Understand the Results
If the model is still not performing after both the data and the model assumptions are tuned and aligned with the objective, it’s time to take a deep dive into the results generated from the black-box (ANN, etc…) or white-box (Decision Trees, etc…) and use a magnifying glass to get a better understanding of what is going on during the learning process. Studying the metrics is a great start. Consistent patterns in specific metrics may reveal where the model is failing to perform as expected, but often there is more information behind the numbers. If the algorithm’s decision process is explainable (white-box models) this task might be straight-forward, but if it isn’t (black-box models) all hope is not lost. By obtaining visual representations of the common features across the results, or of the inner structures the model utilized to make a decision, you might be able to make some educated guesses as to why you are getting the results. You should look to see if the model appears to be paying special attention to an element that may be confounding the results. You should also take the time to analyze if there is any hard constraint that intrinsically limits the ability of a model to learn and improve, such as irreducible random noise. This may be part of the phenomenon you are trying to study and it might not go away no matter how much more data you add.
In a best-case scenario, after going through these steps you should optimize or at least improve your model’s performance, or have a pretty good idea of why your model isn’t performing as expected.

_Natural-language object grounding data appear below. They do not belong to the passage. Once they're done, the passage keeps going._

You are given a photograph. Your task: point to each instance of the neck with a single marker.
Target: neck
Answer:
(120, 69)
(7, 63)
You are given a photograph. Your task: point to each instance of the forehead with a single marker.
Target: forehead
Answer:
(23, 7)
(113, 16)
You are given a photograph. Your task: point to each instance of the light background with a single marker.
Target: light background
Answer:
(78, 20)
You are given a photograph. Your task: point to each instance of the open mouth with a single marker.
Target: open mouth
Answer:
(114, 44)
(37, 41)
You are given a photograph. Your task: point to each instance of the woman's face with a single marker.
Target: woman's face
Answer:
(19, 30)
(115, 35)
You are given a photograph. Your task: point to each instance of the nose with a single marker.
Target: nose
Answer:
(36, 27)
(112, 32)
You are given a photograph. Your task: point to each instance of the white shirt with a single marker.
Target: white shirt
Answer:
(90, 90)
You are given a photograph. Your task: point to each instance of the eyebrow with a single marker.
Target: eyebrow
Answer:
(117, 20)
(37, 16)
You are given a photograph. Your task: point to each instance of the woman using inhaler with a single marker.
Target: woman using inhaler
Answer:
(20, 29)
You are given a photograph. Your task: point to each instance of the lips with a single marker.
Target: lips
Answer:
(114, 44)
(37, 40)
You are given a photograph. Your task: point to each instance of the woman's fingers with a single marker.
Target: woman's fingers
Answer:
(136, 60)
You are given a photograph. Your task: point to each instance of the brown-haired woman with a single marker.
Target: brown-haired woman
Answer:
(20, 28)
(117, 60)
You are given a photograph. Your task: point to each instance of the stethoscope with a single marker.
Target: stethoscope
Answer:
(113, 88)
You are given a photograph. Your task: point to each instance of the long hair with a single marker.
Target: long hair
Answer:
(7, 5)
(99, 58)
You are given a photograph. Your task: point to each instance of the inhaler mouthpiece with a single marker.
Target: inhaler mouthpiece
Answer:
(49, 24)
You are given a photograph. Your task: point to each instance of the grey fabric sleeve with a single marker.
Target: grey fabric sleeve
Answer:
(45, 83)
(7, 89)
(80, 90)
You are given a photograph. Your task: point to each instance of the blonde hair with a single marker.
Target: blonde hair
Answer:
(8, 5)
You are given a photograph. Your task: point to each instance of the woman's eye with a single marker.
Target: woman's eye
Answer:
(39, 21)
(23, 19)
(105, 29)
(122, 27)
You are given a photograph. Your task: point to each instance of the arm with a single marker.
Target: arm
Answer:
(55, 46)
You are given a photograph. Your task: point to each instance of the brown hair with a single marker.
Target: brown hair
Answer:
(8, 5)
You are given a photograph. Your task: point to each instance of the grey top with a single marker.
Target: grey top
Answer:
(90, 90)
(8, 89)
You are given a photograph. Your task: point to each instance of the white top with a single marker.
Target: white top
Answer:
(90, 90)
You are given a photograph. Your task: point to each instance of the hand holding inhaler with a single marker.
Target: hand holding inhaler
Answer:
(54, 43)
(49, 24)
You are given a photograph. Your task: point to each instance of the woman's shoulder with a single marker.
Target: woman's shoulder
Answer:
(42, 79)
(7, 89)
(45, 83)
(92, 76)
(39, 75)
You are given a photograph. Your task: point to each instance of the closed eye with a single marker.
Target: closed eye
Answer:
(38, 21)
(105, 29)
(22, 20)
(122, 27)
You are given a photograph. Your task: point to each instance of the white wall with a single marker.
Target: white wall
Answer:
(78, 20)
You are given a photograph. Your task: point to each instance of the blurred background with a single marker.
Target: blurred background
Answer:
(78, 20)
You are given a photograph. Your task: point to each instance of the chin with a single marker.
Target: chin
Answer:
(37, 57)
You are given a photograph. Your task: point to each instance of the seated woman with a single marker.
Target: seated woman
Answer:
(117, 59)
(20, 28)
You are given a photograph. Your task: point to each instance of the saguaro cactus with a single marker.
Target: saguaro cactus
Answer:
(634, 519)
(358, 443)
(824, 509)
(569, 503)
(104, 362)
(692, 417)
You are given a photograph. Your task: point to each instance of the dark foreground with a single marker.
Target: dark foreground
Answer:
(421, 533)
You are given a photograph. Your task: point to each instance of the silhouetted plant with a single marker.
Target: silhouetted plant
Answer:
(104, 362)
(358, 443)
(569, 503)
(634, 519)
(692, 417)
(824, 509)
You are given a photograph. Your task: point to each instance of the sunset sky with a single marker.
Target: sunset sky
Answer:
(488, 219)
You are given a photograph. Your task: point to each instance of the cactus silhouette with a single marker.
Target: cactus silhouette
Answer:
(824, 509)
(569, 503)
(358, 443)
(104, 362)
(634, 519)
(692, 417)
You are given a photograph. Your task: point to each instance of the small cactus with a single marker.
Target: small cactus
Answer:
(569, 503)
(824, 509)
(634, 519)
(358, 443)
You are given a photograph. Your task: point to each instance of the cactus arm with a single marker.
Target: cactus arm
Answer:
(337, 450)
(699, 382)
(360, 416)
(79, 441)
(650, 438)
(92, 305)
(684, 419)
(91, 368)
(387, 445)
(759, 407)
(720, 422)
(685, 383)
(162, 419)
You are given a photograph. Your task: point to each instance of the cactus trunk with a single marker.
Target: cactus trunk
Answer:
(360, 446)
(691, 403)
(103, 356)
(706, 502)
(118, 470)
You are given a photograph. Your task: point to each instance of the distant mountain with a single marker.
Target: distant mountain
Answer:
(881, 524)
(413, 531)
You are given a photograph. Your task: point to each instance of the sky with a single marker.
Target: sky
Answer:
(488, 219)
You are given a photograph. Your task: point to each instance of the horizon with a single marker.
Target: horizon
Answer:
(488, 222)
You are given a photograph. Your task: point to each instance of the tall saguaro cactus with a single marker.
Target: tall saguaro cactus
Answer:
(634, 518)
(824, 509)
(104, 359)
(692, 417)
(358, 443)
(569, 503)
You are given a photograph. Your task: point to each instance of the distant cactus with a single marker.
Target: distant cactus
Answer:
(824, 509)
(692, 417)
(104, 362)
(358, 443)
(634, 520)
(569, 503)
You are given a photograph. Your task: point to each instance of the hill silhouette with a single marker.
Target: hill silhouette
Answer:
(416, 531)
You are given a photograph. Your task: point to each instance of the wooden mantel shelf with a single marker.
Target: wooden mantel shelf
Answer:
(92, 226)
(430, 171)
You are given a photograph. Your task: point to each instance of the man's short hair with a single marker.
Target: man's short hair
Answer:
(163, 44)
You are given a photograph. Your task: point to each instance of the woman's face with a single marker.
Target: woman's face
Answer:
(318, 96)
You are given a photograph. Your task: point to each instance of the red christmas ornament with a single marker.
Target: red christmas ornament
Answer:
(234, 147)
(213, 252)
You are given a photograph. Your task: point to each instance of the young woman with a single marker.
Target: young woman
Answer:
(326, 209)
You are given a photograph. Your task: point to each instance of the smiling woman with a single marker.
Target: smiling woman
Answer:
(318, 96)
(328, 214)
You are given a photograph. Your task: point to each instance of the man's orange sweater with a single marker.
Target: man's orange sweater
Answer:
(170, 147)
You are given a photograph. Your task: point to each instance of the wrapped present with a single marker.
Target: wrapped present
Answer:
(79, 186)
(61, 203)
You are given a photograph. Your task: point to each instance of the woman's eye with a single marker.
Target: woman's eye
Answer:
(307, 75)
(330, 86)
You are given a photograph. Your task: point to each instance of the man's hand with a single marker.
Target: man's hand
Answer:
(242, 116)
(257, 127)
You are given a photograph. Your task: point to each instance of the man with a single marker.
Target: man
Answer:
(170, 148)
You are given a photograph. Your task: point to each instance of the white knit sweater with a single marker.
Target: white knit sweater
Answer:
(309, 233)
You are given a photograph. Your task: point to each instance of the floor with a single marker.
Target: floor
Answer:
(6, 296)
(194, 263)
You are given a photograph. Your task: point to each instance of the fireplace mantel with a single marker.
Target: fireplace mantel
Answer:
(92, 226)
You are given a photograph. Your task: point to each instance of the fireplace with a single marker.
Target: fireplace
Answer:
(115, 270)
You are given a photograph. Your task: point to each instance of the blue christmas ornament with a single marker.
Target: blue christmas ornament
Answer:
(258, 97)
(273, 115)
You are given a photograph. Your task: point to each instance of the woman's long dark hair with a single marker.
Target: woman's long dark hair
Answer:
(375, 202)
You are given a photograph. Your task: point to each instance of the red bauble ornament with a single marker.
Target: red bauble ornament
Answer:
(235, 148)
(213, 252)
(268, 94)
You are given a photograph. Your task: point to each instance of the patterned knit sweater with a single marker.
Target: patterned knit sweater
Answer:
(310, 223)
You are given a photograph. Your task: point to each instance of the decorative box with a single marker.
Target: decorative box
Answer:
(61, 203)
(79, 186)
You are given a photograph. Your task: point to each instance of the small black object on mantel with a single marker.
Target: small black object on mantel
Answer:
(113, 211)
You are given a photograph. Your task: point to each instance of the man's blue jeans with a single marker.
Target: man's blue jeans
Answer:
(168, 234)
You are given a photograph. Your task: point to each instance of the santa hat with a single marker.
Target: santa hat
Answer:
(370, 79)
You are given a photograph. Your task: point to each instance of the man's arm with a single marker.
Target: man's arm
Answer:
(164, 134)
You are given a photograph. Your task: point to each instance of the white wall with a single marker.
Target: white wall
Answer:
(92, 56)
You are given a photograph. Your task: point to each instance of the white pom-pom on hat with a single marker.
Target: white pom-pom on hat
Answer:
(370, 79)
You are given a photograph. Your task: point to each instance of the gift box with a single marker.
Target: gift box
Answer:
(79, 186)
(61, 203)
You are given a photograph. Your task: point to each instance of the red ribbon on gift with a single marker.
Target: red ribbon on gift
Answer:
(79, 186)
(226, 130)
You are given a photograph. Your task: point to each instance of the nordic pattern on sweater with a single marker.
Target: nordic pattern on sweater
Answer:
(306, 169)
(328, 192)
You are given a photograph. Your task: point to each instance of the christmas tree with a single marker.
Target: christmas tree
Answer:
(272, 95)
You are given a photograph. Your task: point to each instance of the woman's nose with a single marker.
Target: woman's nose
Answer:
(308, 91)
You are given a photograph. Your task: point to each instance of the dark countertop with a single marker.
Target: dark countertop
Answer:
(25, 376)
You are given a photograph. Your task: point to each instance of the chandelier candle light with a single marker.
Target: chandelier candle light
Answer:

Maintain Discipline and Focus
There are many excellent online resources that describe mechanical approaches that you can use for improving a machine learning model, but, as a data scientist, you need to think more critically about the business problems you are solving. Evaluating the data, aligning underlying assumptions and analyzing results are fundamental to optimizing artificial intelligence models. Going back to the basics may not be as thrilling as undertaking new research, but maintaining discipline and focus is important to achieving your goals. You can achieve whatever you put your mind to, so go out there and get those results.